Myth #2: Sweat is an indicator of exercise intensity.
Fact: Sweating isn’t necessarily a sign of workout intensity, as it can be affected by things like the temperature and humidity of your environment. More than the intensity of your workout, sweat is more about your body’s ability to cool itself.
Myth #3: You need 10,000 steps a day to be healthy.
Fact: Being fit and healthy is important for physical and mental health. People often believe that walking 10,000 steps a day is necessary to reach fitness goals, but that couldn’t be further from the truth. Because each person’s body requires a different intensity and duration of exercise, research shows that everyone has different exercise needs. Walking 10,000 steps a day can help some people lead a healthy lifestyle, but not everyone.
In fact, there are many activities that promote healthy habits, such as low-impact activities such as cycling or swimming, or high-impact activities such as sprinting or weight training. Ultimately, the best way to maintain a healthy lifestyle is to focus on eating a balanced diet that meets your body’s needs and exercising regularly.
Myth #4: Exercise has to be intense to be effective.
Fact: Exercise doesn’t have to be difficult to be effective. Moderate activity is just as important to health as vigorous activity! Moderate-intensity activities include brisk walking, yoga or tai chi classes, household chores such as vacuuming, cleaning, gardening, and water aerobics classes. All of these activities create enough stress to be healthy, but not so intense that you risk overworking your body or exhausting yourself beyond what you can do on a daily basis!
Misconception #5: You have to exercise every day to reap the health benefits.
Fact: Research suggests that 30 minutes of moderate-intensity exercise 3 times per week is sufficient for most people who want to get maximum results from their workouts while maintaining a healthy lifestyle outside of regular exercise. Plus, adding a low-impact cardio activity like swimming to your weekly routine can provide health benefits without requiring a lot of aerobic exertion with each workout!
Myth #6: Exercising hurts your joints.
Fact: Regular exercise strengthens joint cartilage — the most important part of our joint health — and increases the lubrication around our joints, making them more mobile than they were before we started exercising. This makes it less painful during everyday activities like climbing stairs or getting out of bed in the morning.

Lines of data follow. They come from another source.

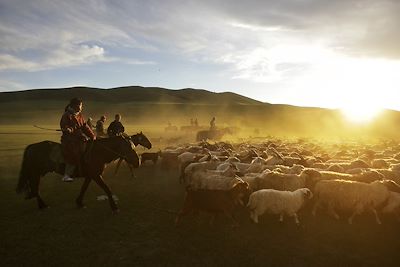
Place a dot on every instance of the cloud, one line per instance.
(261, 41)
(8, 85)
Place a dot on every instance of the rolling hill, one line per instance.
(157, 106)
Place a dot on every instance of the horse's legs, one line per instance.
(131, 169)
(79, 199)
(34, 191)
(99, 180)
(118, 164)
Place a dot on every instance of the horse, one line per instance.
(44, 157)
(212, 134)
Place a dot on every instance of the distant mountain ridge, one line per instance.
(158, 106)
(129, 94)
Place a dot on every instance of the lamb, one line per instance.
(197, 166)
(150, 156)
(393, 205)
(214, 201)
(277, 202)
(213, 179)
(354, 196)
(379, 164)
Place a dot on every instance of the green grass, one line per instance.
(143, 234)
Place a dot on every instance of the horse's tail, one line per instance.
(23, 182)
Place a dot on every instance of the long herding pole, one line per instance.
(57, 130)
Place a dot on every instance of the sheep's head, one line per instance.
(239, 190)
(307, 193)
(310, 176)
(391, 185)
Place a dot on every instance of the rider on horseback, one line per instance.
(116, 127)
(75, 133)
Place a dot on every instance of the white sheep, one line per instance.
(354, 196)
(277, 202)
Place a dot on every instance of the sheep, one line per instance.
(281, 181)
(353, 196)
(214, 201)
(379, 164)
(150, 156)
(393, 205)
(277, 202)
(212, 179)
(197, 166)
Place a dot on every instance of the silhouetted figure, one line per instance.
(212, 124)
(89, 122)
(116, 127)
(100, 127)
(75, 133)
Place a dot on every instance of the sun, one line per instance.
(360, 113)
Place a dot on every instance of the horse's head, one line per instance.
(127, 152)
(141, 139)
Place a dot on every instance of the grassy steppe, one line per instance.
(143, 234)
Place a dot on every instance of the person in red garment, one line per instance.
(75, 133)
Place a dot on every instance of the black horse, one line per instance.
(44, 157)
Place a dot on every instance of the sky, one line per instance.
(323, 53)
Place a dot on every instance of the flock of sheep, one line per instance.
(278, 177)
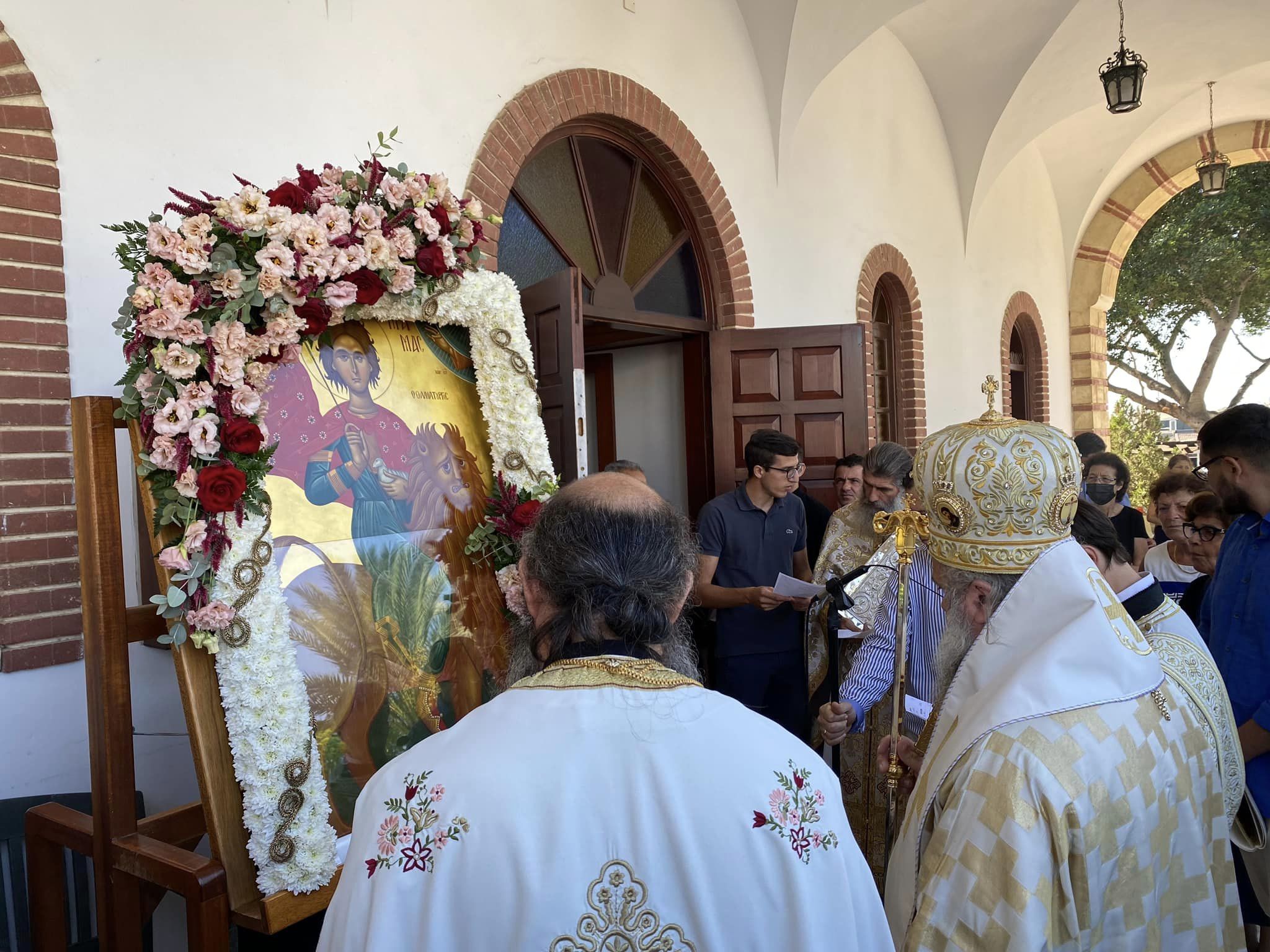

However, if discomfort occurs during exercise, it is best to stop immediately before it causes serious injury that could lead to long-term disability issues. So, if you feel unwell during exercise, it’s wise to slow down a bit until you get used to the new movement, exercise, exercise, etc.
Misconception #7: Walking is not “real” exercise.
Fact: Walking is a great way to increase cardiovascular endurance through aerobic exercise. Plus, it requires no special equipment other than a comfortable pair of shoes (or trainers), making it a great form of exercise for anyone, regardless of fitness level or ability to access local facilities! In addition, research shows that regular walkers experience other benefits such as reduced stress levels due to the increased production of endorphins associated with aerobic activity – which allows the mind to free itself from the anxieties and stress that plague them at some point in their lives. !
Misconception #8: By lifting weights, women gain bulkier muscles than men when they lift weights more often or use heavier weights.
Fact: Women can’t gain weight by lifting weights like men because they don’t have the testosterone needed for muscle hypertrophy (growth) in significant amounts without taking supplements that drastically alter their testosterone levels. Women who lift weights regularly still improve their physique because weight training increases the metabolism, which leads to fat loss, even if muscle growth does not lead to large size gains. If proper form is maintained, women can use heavier weights safely, allowing them to access the same benefits as men who lift heavier weights, including greater strength, athleticism, endurance, balance, coordination, speed and power.